Mark Dudzic was the president of Tony Mazzocchi’s local in 1984 and worked closely with Tony throughout the 80s. He is currently the coordinator for the Labor Campaign for Single Payer healthcare reform.
Where’d you first meet Tony?
I joined Tony’s home local in 1979 when I kind of helped organize a plant that I worked at in New Jersey. At the time it was Local 8149, Oil Chemical and Atomic Workers for 149 of the Steelworkers, so I’d heard about Tony before I actually met him. When I joined the union in 1979, he was actually running for national president of Oil Chemical and Atomic Workers, and people that I really respected in the local were just really enthusiastic about that, so I was really intrigued about Tony.
I think the first time I met him was in 1980. He came to a local union meeting and swore in the newly elected shop stewards and local officers. He gave a little talk to people at that meeting. He had just lost his race for national union president, and it was a really close race, he lost by like 2% of the vote. There was all this stuff going in the labor movement, I think Reagan had just been elected and stuff like that, but Tony actually talked about the history of the local and this crazy strike that took place to organize the local in 1941 at the Helena Rubenstein plant right after Pearl Harbor. The company and the cops were really vicious, they brought scabs in, women on the picket line used to follow the scabs into the subway and strip their clothes off in the subways to humiliate them. And he told this whole story about that, and it was really significant, because Tony sort of understood before you do anything you have to create a culture of solidarity, and a sense of continuity and tradition, and everything else. He wanted to establish that with these newly elected shop stewards in the local.
What was it like working closely with Tony?
Well, he was in Denver after he lost his run for the Presidency in ’79. He was the director of Health and Safety, and in ’81 he ran again. I actually worked on his campaign, just kind of low-level stuff like bartending at his fundraisers, things like that. He lost that also by 2% of the vote, and it was just really heartbreaking, especially because what Tony was running on in ’81 was basically saying, “Look, the 1980s are going to hit us like a ton of bricks and we have to be ready for it,” and the guy who ran against him was like, “Ehhh you know Tony you’re full of it, the 1980s are going to be just like the 1970s and the 1960s, we’ll have our fights, but there’s nothing new coming at us.” And then, in fact, we were devastated in the 80s by industrialization and vicious anti-labor government and everything else. So I worked a little on his campaign in ’81 and then Tony ended up getting fired by the union after he lost the election, and he moved back to New Jersey, and actually went to work for Les Leopold’s organization, the Labor Institute in New York. During that period from ’82 through ’88 when he got elected secretary treasurer, he hung out a lot at the union hall, and kind of used it as his base of operations, so I saw him a lot in the 1980s. And by then, I got elected president of the local in ’84 and I was a fulltime officer of the local.
How was your friendship with Tony?
I mean Tony was just this amazing person. He was incredibly… warm isn’t quite the word, but he’d create a sense of purpose, and a sense of fun. He could make you feel like you were helping to change the world by driving him to the airport. He just had this ability to put whatever you were doing into a broader context of history and moving forward and things like that.

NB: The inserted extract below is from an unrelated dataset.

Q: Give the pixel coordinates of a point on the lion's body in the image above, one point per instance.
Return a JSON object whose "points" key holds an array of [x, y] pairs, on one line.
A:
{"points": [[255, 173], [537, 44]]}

Ideas would just come off of his head. I mean one day we were moving some furniture around in the office and it was a really hot summer day and he started saying, “You know this global warming stuff, maybe there’s really something to this. We really got to be on top of this stuff and not just let this wave wash over us.” And the next day I see him like calling up people at Harvard University and asking them what they think about global warming and all of a sudden he has this new broad project in mind, based on the fact that he was pretty hot when he was helping to move some furniture. So that was the kind of person that he was to be around. He was always having these incredible brainstorms. I used to room with him sometimes when we went to meetings and conventions and I would see he’d open up a newspaper in the morning and look at an article and make a comment about it and then he’d go down to a convention and give a one-hour speech about this little article he’d just read in the newspaper and what it meant for the workers.
One of the things that he really always understood was that workers had to have ownership over these projects and ideas. And it was very important that people understand and participate in the conception of what we were doing. Because in Tony’s mind a lot of this stuff, in the end, was really to build power for working people in a corporate world.